Давыд задохнулся, у него потекли слезы.
«Я и говорю, - тронул он покрасневшую шею, - тыринс-протыринс…»
От него отвернулись:
«Похоже, не в себе…»
С тех пор Кавадраш пошел в гору. Переехал в город, купил мастерскую. В делах у него появился поверенный, Моисей Яковлевич, ногой открывавший двери модных галерей. «Люди забывчивы, - говорил он, перебирая пуговицы залоснившегося пиджака, - без поддержки имя сходит, как первый снег…» Кавадраш посмеивался, но деньги давал. И его имя стало на слуху, его фотографиями запестрили журналы. Даже критики, называвшие живописцев «картинщиками» и «прошлым тысячелетием», были к нему благосклонны, искусствоведы и «нужные люди» толкались в его прихожей. Теперь Кавадраш работал, как машина, – его подстегивала цена, подгонял Моисей Яковлевич: «Задаром никто и спички не отдаст… А известность? Почему она должна с неба падать? Все имеет свою цену, даже манна небесная…» Моисей Яковлевич смотрел большими слезящимися глазами, в которых светились тысячелетия скитаний, и Кавадраш думал, что в юности все одинаковые, но с возрастом каждый приближается к своим предкам, которые проступают на школьных фотографиях вместо сверстников. «Но есть же глаза… - произносил он, обмакивая в краску кисть. – Люди отличат талант от тыринс-протыринс…» «Люди? – поднимал бровь Моисей Яковлевич. – Да им всё равно, а золотого тельца можно потрогать…»
И опять Кавадраш думал, что любое учение наполняют собой.
Поначалу город представлялся ему человеком спросонья, который беспокойно ворочается с бока на бок и никак не может устроиться удобно, но вскоре он перестал интересоваться другими, перестал, как зверь, принюхиваться к чужой жизни. «Это дети живут с оглядкой, - разводя краски, щурился он на плывшие в окне облака, - а взрослые видят только себя…»
Теперь к Давыду было не подступиться, ключ от сердца он носил в кармане на одной связке с ключами от квартиры и машины. Случалось, ему представляли молодых, которым перешли дорогу его деньги, и тогда его мучили угрызения. А ночами снился Моисей Яковлевич. «К вам это, конечно, не относится, - заговорщически шептал он, выпячивая губы и делаясь похожим на барсука, - но знаменитость можно сделать даже из пустого места…»

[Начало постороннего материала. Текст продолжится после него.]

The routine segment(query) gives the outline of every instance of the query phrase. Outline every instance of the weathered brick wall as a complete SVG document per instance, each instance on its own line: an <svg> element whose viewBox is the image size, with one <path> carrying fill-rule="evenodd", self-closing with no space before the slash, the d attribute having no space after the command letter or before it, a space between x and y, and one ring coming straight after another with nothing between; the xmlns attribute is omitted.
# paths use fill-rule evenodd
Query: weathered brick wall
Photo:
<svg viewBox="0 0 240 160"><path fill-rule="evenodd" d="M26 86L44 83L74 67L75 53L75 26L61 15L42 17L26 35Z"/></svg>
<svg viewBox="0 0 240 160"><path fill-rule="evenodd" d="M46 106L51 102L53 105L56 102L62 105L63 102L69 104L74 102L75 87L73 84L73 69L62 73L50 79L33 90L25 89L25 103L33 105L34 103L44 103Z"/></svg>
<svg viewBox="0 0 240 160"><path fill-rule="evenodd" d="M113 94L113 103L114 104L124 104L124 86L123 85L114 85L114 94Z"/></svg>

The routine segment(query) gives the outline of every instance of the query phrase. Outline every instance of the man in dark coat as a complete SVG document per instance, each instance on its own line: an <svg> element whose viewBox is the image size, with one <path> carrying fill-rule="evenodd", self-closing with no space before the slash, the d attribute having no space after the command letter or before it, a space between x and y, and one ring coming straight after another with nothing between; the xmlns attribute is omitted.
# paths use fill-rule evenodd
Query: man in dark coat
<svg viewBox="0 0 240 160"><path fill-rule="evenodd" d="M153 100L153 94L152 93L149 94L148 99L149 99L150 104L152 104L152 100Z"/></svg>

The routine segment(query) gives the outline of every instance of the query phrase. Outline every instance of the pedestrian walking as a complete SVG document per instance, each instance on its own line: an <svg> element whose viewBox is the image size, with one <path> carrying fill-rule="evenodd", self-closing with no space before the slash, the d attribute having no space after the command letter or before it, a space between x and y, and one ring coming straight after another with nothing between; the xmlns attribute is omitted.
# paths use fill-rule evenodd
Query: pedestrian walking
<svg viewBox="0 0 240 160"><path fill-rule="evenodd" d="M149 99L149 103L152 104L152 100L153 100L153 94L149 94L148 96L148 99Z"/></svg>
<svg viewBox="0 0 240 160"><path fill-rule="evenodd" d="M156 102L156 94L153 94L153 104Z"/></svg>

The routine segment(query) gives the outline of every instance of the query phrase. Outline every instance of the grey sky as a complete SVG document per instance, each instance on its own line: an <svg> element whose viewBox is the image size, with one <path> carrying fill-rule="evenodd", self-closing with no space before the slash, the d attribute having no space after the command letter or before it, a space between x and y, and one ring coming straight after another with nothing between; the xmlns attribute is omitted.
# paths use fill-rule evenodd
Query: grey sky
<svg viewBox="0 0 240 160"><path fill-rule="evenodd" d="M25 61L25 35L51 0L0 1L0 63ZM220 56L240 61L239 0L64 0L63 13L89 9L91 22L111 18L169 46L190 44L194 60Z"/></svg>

И Кавадраш просыпался в холодном поту.
Дело свое Моисей Яковлевич знал, и Кавадраш вошёл в круг избранных, которые делят между собой все премии и говорят только о своих. На пленэре его окружали газетные репортеры, а в подъезде караулили почитатели. Постепенно он привык к похвалам, разрывался между телевидением, презентациями, выставками, и уже подумывал нанять молодых художников, которые бы копировали его манеру. Но таких не нашлось – реализм сменила абстракция. «Дружище, зачем портрет – фотоаппарат же есть», - хлопали его по плечу представители новых течений. И Давыд уже откровенно халтурил, в душе называя себя «мазилкою», стыдился своего ремесленничества. Но инициалы ставил. И тогда за неудачные наброски дрались музеи, а коллекционеры выкладывали огромные суммы, так что Кавадрашу казалось, будто вместе с картинами покупают его самого.
Его сравнивали с великими, слава о нём облетела край. «Слыхал, - встретили его на реке, - какой известный у тебя однофамилец!» Давыд растерянно поморщился, ему захотелось всё бросить и вернуться на пристань насовсем, но жизнь – это поезд, на который билет выдают в один конец. О. Савелий осунулся, стал глуховат, раздражителен и громко кричал, когда ругался со служками. «Нет старика – купил бы!» - обнял его Давыд. И протянул деньги: «На храм…»
«Храм не в брёвнах, а в рёбрах!» - покраснев, оттолкнул его о. Савелий.
Бывали у Давыда и дамы. Перед их визитами он заботливо выстригал в ушах волосы и закрашивал предательскую седину. «Возраст компрометирует, - кокетничал он, стряхивая на ковер пепел с дорогих сигар. – Чтобы видеть красоту мира, надо быть слепым…» Женщины восхищенно кивали, а утром, застегивая платье, клянчили картину.
Одевался Кавадраш в респектабельных салонах, тщательно выбирая костюм, долго вертелся перед зеркалом, зная, что покупает его на один раз. «Положение обязывает», - улыбался он продавцам, а про себя думал, что люди слепы, они сравнивают себя с другими, которых видят извне, примеряя их, как чужую шапку, а не с тем, бесконечным, который живёт внутри.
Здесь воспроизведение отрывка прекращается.